0: Normaal (uitgeschakeld)
1: Beeldkwaliteit
Het instelscherm voor de beeldkwaliteit wordt weergegeven. 
Selecteer de gewenste opnamekwaliteit en druk op <0>.
2: Flitsbelicht.compensatie
Het instelscherm voor de flitsbelichtingscorrectie wordt 
weergegeven. Stel de mate van aanpassing in en druk vervolgens 
op <0>.
3:  LCD-monitor aan/uit
U kunt het LCD-scherm in- of uitschakelen.
4: Scherptedieptecontrole
De lens verkleint tot het ingestelde diafragma en u kunt de 
scherptediepte (het bereik van de acceptabele scherpstelling) in 
de zoeker of in het Live View-beeld zien.

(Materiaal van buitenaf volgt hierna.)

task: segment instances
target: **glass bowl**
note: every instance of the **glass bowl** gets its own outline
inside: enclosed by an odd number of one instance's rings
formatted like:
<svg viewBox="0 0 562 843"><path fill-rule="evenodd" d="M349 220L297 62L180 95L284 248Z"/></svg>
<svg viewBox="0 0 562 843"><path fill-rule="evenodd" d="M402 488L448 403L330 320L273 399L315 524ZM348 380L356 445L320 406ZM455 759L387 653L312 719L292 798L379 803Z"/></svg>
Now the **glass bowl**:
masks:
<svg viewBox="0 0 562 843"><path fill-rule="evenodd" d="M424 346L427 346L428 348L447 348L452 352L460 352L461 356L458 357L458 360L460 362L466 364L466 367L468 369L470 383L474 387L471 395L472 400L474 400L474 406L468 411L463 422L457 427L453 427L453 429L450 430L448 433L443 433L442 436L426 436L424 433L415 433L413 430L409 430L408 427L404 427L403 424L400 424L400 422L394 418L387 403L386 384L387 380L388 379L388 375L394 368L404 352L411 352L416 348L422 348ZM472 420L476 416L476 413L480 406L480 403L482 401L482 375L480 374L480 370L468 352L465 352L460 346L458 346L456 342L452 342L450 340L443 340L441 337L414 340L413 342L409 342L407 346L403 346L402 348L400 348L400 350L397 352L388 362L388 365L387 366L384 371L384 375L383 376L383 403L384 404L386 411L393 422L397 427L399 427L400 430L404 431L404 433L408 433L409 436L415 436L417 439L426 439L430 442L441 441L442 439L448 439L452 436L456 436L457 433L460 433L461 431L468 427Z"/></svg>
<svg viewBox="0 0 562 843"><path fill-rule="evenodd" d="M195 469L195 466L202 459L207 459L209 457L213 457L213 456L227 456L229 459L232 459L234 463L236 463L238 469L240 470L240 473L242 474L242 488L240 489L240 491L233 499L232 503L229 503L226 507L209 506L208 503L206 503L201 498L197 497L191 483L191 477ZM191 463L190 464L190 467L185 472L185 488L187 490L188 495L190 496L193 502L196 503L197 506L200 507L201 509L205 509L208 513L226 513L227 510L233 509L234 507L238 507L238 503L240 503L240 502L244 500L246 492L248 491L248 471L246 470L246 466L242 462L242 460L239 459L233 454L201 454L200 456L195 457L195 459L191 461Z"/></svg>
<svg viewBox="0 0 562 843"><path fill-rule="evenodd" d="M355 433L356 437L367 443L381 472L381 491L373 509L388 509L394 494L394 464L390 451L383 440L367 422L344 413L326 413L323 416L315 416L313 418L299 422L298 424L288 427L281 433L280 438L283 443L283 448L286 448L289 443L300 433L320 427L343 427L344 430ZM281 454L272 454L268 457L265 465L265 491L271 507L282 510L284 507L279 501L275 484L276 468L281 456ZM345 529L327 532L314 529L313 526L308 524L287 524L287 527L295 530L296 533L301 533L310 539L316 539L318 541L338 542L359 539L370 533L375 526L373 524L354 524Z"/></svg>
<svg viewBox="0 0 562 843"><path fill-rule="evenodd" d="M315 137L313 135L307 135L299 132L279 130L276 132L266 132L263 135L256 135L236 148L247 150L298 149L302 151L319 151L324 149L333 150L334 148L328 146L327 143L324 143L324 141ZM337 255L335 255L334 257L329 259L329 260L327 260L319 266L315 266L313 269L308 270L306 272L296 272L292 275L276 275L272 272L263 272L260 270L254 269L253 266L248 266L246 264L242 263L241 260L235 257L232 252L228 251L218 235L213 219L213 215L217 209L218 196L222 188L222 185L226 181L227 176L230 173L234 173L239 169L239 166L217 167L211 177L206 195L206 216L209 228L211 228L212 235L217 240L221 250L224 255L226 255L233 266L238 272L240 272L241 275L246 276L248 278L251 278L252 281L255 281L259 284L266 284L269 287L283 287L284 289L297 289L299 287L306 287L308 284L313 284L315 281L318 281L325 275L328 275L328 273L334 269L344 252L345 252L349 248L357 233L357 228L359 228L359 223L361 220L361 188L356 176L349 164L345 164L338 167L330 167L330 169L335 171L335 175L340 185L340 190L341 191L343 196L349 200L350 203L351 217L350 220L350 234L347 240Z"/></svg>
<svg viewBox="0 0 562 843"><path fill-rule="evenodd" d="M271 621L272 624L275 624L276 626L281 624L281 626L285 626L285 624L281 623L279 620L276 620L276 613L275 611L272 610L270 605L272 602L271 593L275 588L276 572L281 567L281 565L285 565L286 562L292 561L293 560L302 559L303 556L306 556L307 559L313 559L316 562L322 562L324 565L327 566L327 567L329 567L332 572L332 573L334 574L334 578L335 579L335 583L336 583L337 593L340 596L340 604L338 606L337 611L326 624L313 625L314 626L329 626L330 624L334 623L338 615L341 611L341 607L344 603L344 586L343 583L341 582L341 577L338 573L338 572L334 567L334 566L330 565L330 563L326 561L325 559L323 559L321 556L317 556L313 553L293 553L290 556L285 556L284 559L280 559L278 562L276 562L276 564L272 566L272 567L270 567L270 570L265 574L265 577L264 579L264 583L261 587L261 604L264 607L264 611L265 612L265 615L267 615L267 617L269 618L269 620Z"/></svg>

C.Fn-10 LCD-display bij inschakelen
0: Display aan
Wanneer u de camera inschakelt, worden de instellingen voor de 
opnamefunctie weergegeven (pag. 54).
1:  Vorige status display
Als u op de knop <B> hebt gedrukt en de camera hebt 
uitgeschakeld terwijl het LCD-scherm was uitgeschakeld, worden 
de instellingen voor de opnamefunctie niet weergegeven wanneer 
u de camera weer inschakelt. Hierdoor spaart u de accu. U kunt 
wel weer op de gebruikelijke wijze het menu gebruiken en 
opnamen weergeven.
Als u op de knop <B> drukt om de instellingen voor de 
opnamefunctie weer te geven en vervolgens de camera 
uitschakelt, worden de opname-instellingen weergegeven 
wanneer u de camera weer inschakelt.